She sat down and began to cry.
After a time she began to build up her nerve to grope for the snap-coupling to her airpack. There was a safety for it, but among those familiar with the rig it was an open secret that if you held the safety down with your thumb and yanked suddenly on the coupling, the whole thing would come undone, emptying the suit in less than a second. The gesture was so distinctive that hot young astronauts-intraining would mime it when one of their number said something particularly stupid. It was called the suicide flick.
There were worse ways of dying.
"Will build. Bridge. Have enough. Fine control of. Physical processes. To build.
Bridge."
"Yeah, right, very nice, you do that," Martha said absently. If you can't be polite to your own hallucinations ... She didn't bother finishing the thought. Little crawly things were creeping about on the surface of her skin. Best to ignore them.
"Wait. Here. Rest. Now."
She said nothing but only sat, not resting. Building up her courage. Thinking about everything and nothing. Clutching her knees and rocking back and forth.

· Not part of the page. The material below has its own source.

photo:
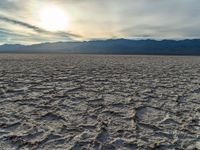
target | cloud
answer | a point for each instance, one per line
(37, 29)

Eventually, without meaning to, she fell asleep.
"Wake. Up. Wake. Up. Wake. Up."
"Uhh?"
Martha struggled up into awareness. Something was happening before her, out on the lake. Physical processes were at work. Things were moving.
As she watched, the white crust at the edge of the dark lake bulged outward, shooting out crystals, extending. Lacy as a snowflake. Pale as frost. Reaching across the molten blackness. Until there was a narrow white bridge stretching all the way to the far shore.